With the model defined, we can now train the model on our data. In the cell below, we train the model you defined above using the train_input_function on ./tazi-train.csv for 500 steps. How many epochs of our data does this represent?


In [ ]:
%%time
tf.logging.set_verbosity(tf.logging.INFO) # so loss is printed during training
shutil.rmtree(path = OUTDIR, ignore_errors = True) # start fresh each time

model.train(
    input_fn = lambda: train_input_fn(csv_path = "./taxi-train.csv"),
    steps = 500
)

Evaluate

Finally, we'll evaluate the performance of our model on the validation set. We evaluate the model using its .evaluate method and the eval_input_fn function you implemented above on the ./taxi-valid.csv dataset. Note, we make sure to extract the average_loss for the dictionary returned by model.evaluate. It is the RMSE.


In [ ]:
metrics = model.evaluate(input_fn = lambda: eval_input_fn(csv_path = "./taxi-valid.csv"))
print("RMSE on dataset = {}".format(metrics["average_loss"]**.5))

Challenge exercise

Create a neural network that is capable of finding the volume of a cylinder given the radius of its base (r) and its height (h).
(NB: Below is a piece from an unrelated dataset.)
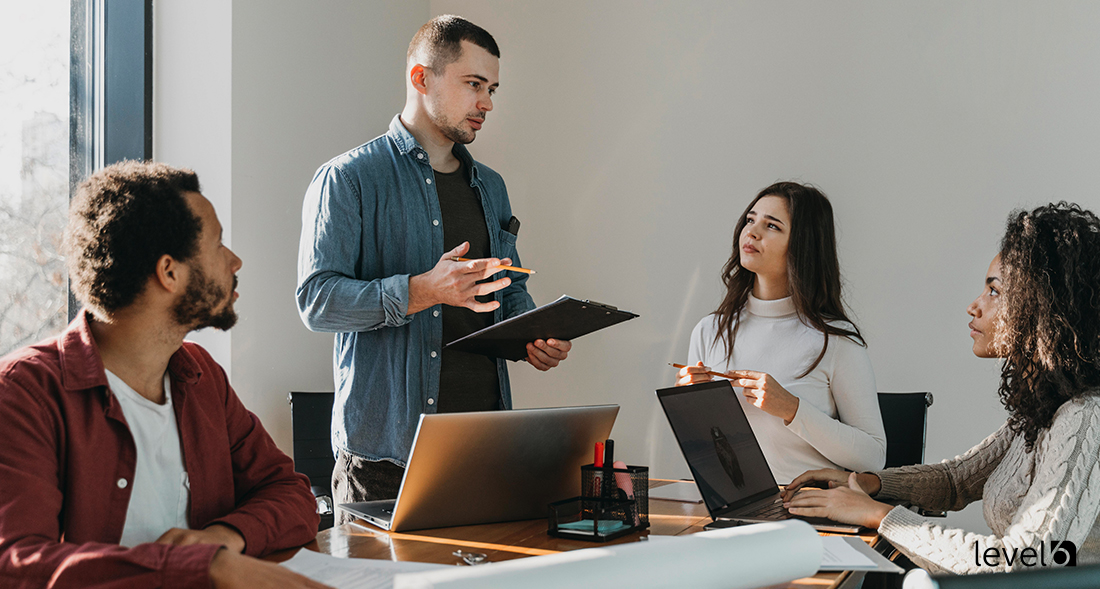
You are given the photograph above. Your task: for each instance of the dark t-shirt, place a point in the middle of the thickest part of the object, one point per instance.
(466, 381)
Assume that the radius and height of the cylinder are both in the range 0.5 to 2.0. Unlike in the challenge exercise for b_estimator.ipynb, assume that your measurements of r, h and V are all rounded off to the nearest 0.1. Simulate the necessary training dataset. This time, you will need a lot more data to get a good predictor.

Hint (highlight to see):

Create random values for r and h and compute V. Then, round off r, h and V (i.e., the volume is computed from the true value of r and h; it's only your measurement that is rounded off). Your dataset will consist of the round values of r, h and V. Do this for both the training and evaluation datasets.

Now modify the "noise" so that instead of just rounding off the value, there is up to a 10% error (uniformly distributed) in the measurement followed by rounding off.